Die stellvertretende Bürgermeisterin Inna Jelezkaja stellte gemeinsam mit Oleg Fedorenko und Andrei Neupokoew die wichtigsten Projekte des Jahres vor. Im Fokus stehen große Festivals, darunter das CHAT-Monodrama-Festival und eine Hommage an den Musiker Jegor Letow. Beide Veranstaltungen werden Besucher aus dem ganzen Land anziehen.
Im Rahmen der Feierlichkeiten öffnet das Familiengeschichtsmuseum W.I. Seljuk seine Türen. Eine weitere Neuerung ist die "Schule für kreative Industrien", die am 1. September in der Kinderkunstschule Nr. 3 ihren Betrieb aufnimmt. Die Schule bietet Ausbildungen in modernen künstlerischen Bereichen an.
Im Sommer verlagern sich viele Aufführungen und Ausstellungen an Open-Air-Standorte. Diese Veränderung soll kulturelle Veranstaltungen für Einwohner und Touristen gleichermaßen zugänglicher machen. Das Jahresprogramm der Stadt umfasst zudem Theaterproduktionen, Konzerte und Workshops.

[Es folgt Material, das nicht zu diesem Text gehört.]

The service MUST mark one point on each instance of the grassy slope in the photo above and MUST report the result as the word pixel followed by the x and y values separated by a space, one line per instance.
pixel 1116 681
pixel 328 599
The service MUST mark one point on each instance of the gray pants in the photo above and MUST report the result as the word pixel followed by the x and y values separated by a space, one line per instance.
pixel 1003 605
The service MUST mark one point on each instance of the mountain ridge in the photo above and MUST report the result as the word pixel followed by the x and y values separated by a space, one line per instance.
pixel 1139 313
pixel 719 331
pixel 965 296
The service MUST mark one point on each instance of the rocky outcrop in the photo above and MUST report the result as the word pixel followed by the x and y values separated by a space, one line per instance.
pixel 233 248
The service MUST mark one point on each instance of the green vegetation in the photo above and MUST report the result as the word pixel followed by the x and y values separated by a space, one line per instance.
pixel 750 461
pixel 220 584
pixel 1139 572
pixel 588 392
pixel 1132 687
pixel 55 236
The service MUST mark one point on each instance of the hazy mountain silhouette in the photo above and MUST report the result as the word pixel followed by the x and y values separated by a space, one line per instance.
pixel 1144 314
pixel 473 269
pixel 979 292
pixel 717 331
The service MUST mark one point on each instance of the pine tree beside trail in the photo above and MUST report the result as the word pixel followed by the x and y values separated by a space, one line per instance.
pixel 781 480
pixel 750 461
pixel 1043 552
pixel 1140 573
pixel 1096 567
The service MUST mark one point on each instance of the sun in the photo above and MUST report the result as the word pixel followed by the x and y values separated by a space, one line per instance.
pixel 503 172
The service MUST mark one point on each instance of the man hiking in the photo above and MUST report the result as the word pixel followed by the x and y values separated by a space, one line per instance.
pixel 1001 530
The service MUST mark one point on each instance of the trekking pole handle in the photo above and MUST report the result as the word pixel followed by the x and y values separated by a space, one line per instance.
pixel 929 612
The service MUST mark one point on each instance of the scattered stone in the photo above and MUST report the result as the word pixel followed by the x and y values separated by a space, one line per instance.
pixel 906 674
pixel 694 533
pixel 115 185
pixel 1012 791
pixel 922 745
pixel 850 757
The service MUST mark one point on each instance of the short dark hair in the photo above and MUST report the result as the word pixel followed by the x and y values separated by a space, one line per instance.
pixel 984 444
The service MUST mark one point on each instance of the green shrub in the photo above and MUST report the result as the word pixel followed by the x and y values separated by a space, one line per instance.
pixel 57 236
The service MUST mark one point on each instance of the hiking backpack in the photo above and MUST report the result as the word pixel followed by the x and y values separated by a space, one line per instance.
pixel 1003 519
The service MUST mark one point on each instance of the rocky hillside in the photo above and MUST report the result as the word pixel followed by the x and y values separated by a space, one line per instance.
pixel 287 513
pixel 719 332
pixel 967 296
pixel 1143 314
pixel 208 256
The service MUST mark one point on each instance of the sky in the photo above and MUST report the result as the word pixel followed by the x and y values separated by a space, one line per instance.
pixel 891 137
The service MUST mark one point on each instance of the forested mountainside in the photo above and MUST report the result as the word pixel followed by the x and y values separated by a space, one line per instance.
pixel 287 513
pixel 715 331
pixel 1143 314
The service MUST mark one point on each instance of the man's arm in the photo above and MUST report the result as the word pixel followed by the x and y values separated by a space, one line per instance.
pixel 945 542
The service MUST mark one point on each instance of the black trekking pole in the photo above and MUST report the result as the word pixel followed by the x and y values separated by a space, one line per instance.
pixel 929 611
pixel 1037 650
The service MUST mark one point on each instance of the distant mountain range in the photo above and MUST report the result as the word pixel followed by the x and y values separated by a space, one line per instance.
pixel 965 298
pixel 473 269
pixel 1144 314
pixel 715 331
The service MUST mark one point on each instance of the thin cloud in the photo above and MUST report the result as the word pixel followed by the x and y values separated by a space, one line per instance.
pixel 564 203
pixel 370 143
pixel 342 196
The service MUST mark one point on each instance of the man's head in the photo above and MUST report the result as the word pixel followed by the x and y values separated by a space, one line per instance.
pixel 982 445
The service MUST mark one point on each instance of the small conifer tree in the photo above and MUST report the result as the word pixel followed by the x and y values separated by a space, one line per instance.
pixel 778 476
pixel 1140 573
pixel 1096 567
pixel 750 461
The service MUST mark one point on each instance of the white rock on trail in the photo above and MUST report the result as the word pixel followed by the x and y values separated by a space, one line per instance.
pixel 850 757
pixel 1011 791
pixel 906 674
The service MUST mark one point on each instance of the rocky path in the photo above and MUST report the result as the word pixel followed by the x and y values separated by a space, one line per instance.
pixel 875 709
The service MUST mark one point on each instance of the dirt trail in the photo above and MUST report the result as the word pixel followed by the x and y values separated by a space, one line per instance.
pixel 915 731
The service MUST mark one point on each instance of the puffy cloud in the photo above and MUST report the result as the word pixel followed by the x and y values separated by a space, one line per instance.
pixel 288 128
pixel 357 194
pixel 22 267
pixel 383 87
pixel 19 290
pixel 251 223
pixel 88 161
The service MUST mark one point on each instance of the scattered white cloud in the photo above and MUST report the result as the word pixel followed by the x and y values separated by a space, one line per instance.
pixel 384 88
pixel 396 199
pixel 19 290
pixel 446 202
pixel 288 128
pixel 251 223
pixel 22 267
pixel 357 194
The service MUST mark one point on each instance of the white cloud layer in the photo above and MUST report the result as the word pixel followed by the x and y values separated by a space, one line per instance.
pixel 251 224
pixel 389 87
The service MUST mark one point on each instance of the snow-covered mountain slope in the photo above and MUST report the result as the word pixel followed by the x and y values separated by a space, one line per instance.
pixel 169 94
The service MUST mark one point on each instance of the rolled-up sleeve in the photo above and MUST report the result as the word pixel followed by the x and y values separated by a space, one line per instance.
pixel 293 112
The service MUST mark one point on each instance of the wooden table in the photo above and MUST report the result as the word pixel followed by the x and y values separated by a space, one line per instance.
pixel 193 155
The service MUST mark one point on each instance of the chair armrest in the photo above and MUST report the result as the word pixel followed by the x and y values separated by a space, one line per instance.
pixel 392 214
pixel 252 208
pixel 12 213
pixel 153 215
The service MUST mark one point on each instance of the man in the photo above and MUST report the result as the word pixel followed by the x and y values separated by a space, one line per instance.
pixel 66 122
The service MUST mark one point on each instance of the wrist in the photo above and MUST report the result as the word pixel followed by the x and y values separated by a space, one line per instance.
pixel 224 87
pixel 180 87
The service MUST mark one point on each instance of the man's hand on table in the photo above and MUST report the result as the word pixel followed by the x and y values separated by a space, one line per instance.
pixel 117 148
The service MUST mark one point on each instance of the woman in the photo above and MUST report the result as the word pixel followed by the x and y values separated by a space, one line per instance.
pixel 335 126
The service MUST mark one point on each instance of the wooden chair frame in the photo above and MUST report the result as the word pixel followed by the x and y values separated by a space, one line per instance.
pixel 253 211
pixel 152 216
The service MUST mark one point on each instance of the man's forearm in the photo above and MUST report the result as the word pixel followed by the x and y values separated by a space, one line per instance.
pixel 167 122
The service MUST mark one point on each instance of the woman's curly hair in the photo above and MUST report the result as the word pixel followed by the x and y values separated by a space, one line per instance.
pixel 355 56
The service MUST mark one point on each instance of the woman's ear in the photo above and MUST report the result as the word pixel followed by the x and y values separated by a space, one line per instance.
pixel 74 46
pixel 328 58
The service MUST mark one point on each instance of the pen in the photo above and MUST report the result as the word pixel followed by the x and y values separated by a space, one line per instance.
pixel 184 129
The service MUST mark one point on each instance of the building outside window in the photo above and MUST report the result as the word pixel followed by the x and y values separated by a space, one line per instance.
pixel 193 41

Der Titel "Kulturhauptstadt" beschert Omsk ein volles Programm mit Festivals, Museumseröffnungen und Bildungsprojekten. Die Initiativen sollen die lokale Kulturszene stärken und überregionale Aufmerksamkeit erregen. Die Veranstalter erwarten, dass die Projekte nachhaltige Impulse für Kunst und Tourismus in der Region setzen.